I try to keep an open mind but it’s hard. Apparently it is harder the better read and better educated you are, paradoxically and so perhaps the more I read and try to educate myself about different opinions the more closed I become to my own.
For this purpose, and to get a better understanding of what they are up to, I have signed up to many of the newsletters of the different political parties. I was interested therefore when the latest email arrived from the Reform Party.
As I am sure you are aware this is a party that has appeared phoenix-like from its many previous incarnations. It has been difficult at times to keep up with who is the leader and what they stand for yet the attached brochure in the email promised to enlighten me. It did and, while Reform is a party that I am extremely unlikely to vote for (hell freezing over and all that), it was an interesting read.
I found myself agreeing with some of what they are proposing, whilst being vehemently opposed to others. At times I found the document contradictory but then that is the nature of politics. For example I don’t want a low tax economy but rather a fair tax economy but do want to abolish the House of Lords, see a reform of our political system, have some freedoms restored and enshrine the right in law to legal protest. Its proposals to abolish VAT on domestic fuel and abolish air passenger duty flies in the face of its green policies – no pun intended.

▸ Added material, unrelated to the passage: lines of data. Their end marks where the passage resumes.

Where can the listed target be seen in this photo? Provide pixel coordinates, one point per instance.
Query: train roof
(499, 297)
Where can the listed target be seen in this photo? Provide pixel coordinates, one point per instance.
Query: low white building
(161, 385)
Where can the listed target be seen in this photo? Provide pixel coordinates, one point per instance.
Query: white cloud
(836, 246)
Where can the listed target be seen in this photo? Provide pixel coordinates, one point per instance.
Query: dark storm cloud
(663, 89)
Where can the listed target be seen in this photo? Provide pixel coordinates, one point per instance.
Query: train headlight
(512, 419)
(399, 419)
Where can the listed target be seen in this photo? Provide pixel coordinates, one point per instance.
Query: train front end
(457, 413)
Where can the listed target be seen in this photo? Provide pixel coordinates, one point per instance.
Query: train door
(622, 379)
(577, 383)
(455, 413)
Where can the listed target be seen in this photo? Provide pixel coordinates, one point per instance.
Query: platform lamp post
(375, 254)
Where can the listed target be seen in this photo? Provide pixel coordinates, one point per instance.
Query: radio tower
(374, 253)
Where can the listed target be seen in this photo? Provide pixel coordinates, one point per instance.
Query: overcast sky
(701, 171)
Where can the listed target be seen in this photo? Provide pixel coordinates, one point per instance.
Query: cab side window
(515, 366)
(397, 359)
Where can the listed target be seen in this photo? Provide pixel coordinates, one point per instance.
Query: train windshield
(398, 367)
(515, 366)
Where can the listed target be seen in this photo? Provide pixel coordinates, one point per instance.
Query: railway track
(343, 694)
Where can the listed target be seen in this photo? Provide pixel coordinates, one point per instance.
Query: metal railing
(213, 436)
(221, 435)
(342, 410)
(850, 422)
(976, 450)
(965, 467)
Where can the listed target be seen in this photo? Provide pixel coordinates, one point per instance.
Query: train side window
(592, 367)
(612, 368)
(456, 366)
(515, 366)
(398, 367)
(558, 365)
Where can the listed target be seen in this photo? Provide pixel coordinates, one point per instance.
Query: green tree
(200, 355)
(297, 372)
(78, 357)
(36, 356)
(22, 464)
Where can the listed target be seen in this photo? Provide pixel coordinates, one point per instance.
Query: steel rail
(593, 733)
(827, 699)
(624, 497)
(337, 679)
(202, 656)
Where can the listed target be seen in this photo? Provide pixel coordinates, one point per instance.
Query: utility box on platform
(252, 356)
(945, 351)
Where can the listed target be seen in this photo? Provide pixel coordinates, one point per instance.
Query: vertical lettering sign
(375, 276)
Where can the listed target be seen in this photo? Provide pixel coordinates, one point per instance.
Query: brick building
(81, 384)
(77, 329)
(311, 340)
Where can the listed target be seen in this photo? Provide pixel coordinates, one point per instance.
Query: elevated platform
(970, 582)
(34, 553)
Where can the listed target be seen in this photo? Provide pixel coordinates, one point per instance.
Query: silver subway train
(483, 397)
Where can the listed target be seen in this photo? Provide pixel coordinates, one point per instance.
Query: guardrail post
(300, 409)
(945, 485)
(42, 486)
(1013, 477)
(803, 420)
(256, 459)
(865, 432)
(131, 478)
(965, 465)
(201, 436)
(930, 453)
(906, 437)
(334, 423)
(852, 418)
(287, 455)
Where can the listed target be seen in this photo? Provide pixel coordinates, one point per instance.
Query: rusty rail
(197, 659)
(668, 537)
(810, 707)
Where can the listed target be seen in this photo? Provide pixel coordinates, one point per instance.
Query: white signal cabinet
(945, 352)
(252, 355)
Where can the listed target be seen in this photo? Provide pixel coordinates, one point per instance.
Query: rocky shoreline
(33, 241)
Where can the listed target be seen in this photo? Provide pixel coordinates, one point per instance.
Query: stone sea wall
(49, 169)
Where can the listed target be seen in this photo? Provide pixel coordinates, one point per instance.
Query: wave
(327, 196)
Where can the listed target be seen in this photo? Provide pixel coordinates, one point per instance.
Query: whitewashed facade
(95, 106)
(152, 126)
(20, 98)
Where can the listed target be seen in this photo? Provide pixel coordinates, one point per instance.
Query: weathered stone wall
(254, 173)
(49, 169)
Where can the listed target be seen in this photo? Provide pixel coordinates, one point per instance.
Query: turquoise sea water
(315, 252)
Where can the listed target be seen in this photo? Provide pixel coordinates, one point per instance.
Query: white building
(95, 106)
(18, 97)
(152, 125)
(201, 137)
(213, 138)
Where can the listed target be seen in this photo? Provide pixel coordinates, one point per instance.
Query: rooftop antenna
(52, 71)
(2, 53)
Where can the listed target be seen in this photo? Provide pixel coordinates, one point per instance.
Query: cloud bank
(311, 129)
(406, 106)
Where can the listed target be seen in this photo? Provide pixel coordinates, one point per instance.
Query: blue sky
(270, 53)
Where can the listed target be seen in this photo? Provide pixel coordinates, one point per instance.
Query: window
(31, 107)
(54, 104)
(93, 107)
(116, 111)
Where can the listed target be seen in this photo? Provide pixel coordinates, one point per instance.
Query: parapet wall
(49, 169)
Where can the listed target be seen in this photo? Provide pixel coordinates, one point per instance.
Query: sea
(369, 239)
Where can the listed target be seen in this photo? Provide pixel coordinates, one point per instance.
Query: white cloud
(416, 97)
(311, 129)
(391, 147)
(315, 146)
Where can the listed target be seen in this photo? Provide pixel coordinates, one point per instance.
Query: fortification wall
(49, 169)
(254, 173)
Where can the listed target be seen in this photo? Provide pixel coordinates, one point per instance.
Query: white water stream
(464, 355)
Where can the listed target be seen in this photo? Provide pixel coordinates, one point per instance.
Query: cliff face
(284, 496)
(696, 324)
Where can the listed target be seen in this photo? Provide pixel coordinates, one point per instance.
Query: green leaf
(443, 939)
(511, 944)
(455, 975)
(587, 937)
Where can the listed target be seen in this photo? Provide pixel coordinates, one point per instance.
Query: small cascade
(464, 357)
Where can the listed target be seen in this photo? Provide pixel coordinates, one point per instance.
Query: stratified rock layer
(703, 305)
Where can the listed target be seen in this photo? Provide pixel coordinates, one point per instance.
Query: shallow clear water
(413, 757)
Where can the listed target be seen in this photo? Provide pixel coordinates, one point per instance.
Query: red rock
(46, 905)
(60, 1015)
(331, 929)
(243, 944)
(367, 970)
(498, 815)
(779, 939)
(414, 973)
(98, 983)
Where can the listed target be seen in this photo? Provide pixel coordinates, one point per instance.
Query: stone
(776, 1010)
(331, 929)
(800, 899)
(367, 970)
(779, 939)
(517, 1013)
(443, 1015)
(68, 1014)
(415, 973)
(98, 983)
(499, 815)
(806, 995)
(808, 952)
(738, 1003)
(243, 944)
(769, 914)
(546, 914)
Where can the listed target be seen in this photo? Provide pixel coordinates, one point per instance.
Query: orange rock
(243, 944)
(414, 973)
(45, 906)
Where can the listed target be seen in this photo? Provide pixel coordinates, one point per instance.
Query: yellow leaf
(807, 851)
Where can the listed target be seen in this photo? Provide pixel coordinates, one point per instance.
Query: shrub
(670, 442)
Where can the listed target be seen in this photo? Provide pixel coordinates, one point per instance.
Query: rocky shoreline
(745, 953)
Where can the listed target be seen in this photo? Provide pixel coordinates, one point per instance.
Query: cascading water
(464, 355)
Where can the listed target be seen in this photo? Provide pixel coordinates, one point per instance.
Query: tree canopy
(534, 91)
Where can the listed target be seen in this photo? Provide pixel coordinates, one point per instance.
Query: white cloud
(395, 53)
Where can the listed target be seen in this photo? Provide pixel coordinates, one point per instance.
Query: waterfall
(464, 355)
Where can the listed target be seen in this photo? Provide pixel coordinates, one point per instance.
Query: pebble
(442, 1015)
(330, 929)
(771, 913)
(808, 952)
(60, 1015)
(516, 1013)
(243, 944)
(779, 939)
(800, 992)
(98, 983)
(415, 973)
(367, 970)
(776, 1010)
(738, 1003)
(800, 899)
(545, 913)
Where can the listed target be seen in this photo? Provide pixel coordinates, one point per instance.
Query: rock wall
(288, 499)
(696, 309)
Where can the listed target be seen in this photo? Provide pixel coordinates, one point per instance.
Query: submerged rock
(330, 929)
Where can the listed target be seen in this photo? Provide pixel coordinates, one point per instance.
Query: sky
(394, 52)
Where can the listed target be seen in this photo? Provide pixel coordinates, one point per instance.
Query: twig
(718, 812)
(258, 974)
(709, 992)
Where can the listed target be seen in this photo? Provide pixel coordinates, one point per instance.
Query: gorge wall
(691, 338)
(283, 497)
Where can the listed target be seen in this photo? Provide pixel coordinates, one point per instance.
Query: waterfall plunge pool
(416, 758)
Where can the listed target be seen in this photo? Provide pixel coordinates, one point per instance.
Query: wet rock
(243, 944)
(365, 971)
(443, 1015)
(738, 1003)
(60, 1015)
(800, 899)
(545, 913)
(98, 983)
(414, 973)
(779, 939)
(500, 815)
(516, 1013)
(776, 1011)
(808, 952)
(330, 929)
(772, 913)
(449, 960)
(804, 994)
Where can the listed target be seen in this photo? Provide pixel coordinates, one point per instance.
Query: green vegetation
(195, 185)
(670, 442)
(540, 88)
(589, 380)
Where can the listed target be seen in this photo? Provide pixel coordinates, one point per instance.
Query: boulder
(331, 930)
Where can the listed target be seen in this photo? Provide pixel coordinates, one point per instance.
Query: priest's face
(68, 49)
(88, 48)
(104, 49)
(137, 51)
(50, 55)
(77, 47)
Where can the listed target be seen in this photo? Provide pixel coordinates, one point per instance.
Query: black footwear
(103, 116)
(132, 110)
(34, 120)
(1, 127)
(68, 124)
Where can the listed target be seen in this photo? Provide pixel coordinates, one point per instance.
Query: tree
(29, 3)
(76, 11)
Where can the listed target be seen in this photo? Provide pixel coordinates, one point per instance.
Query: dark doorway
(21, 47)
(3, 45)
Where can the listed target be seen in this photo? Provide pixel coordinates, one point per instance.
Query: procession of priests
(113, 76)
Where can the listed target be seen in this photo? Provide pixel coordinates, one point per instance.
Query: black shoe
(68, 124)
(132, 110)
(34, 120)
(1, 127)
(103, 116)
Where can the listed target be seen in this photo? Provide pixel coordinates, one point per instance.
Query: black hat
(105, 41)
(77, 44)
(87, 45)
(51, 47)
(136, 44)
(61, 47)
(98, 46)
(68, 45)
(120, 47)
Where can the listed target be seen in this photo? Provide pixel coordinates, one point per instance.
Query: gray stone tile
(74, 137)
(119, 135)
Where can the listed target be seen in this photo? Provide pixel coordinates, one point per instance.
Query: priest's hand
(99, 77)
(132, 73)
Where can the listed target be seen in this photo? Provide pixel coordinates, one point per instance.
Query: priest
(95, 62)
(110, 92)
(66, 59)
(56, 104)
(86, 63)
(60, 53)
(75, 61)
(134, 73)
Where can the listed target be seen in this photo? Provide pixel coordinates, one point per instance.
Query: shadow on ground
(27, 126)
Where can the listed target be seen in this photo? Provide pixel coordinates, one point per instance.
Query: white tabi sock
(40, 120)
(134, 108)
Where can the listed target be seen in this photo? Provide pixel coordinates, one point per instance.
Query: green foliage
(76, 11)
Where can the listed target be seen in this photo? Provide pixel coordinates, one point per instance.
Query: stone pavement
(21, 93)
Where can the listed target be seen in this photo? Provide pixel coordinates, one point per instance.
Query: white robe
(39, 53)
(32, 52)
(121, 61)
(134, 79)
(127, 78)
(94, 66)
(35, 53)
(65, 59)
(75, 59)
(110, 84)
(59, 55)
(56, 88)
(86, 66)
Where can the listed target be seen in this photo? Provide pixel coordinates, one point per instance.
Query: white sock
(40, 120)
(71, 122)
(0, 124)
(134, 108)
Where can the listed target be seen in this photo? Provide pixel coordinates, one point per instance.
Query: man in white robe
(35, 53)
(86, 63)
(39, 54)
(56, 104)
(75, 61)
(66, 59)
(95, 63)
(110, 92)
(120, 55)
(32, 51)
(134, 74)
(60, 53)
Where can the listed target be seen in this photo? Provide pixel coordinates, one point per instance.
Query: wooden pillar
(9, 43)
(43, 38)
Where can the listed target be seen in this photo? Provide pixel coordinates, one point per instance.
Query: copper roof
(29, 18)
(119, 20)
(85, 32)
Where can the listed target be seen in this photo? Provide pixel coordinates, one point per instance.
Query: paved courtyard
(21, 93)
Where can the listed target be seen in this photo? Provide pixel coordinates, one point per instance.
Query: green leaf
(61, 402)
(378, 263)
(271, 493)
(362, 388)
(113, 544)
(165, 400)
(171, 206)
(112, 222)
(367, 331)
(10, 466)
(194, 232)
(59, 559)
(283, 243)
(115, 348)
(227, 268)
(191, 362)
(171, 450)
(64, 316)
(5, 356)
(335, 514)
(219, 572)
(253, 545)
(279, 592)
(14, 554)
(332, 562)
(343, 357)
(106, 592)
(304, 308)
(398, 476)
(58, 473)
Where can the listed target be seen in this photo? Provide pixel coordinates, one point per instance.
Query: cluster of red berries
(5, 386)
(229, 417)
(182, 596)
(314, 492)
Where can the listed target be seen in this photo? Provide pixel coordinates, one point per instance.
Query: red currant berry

I did get hung up on its ambitions to ‘Free us from the woke nonsense that pervades through Westminster and far too much of our lives’ and to ’Restore true freedom of speech’, neither of which have any meaning other than empty sound bites. If Reform wants to stop people being decent and inclusive, or are happy to trot out racist and inciting comments then count me out.
What the brochure showed me however is that in all parties, there are things that a voter would agree with and things that they would not. Each of us holds opinions that lie across the political spectrum, depending upon personal circumstances and how the issue is portrayed. No one party is a nirvana and each has to represent a broad church of opinion.
The bigger the party, the broader the spectrum of opinion it must contain and therefore, the less relevant it can become to a specific ideology. Perhaps that is why these days, personality politics has become so important as no one can work out what any party really stands for.
At least I have an idea about Reform.